Viendo que la atracción era mutua, Graciela enseguida se encargó de investigar sobre el estado civil del candidato. "Le pregunté si tenía familia. Mirá si estaba la mujer ahí adentro y me saca de un cascotazo. ¡O querían hacer un trío! Me dijo que estaba solo".
Y entonces reveló que pese a que bajó de peso en la cuarentena por no saber cocinar, se quiso "hacer la canchera y le ofreció que si necesitaba algo rico yo se lo preparaba y se lo pasaba por el balcón".
"Tengo que conseguir un delivery urgente porque si el pibe me pide algo rico estoy al horno", dijo Alfano divertida. Y continuó con su relato: "El me agradeció y me dijo que estaba así elegante porque había terminado una videoconferencia. Empezamos a hablar y ya llevamos varios días de charla".
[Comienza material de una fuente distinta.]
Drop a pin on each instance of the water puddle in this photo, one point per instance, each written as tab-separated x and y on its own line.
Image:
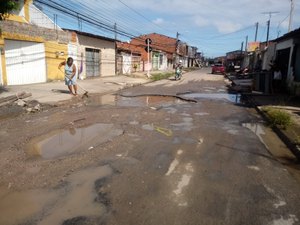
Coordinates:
141	101
258	130
81	199
17	207
82	196
66	142
234	98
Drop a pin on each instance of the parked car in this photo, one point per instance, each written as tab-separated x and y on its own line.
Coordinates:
218	68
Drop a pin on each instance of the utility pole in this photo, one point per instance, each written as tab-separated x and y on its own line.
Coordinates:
268	32
116	50
256	31
176	46
242	47
269	23
291	16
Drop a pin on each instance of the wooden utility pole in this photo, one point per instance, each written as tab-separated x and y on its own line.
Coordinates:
269	23
256	31
291	16
116	50
176	46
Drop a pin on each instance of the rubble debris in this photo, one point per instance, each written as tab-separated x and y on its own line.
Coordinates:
13	98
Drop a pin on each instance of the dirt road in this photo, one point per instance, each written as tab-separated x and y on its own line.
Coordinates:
192	156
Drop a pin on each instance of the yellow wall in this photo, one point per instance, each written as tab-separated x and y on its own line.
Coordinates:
53	59
26	17
26	9
2	61
21	37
"Ya nos pasamos los contactos de WhatsApp y hacemos videoconferencias. Por supuesto acondiciono mi habitación con todos los almohadones más lindos que tengo y me pongo el deshabillé sensual que nunca usé porque es incomodísimo". Pero reveló que, siendo una figura pública, tiene temor de mandarle fotos subidas de tono: "Mi problema es que tengo miedo que me hackeen el teléfono si quiero mandar algo un poco más erótico y que me escrachen en todos los portales. Así que por ahora mandé cosas insinuantes, más que lo que mostré".
Finalmente cerró: "Lo interesante de esto es que nos mantiene con ganas y encontramos un objetivo para pasar mejor la cuarentena. Cuando esto termine me gustaría que me invite a comer afuera. Ahí ves lo que el tipo quiere gastar, cómo te trata y esas cosas. Ves si es divertido, creativo. Y si de pronto ves que no era lo que pensabas, podés huir de inmediato".
Y aunque aseguró que el hombre en cuestión le parece que es "muy culto" y "divertido", Graciela reveló que ya tiene otra opción por si el romance no funciona: "Del otro lado del balcón hay un muchacho más joven, de cincuenta, que está con sus hijos y es un amor. Me grita 'Grace, tengo una videoconferencia. ¿Podés callar al perro?'. Y también establecimos una relación. Me hace charlar con las hijas y es un divino. Me ofreció comprarme las frutas y verduras y me enganché. Por suerte no me los confundo porque cuando el perro ladra para un lado sé que es uno. Y cuando ladra para el otro, sé que es el otro".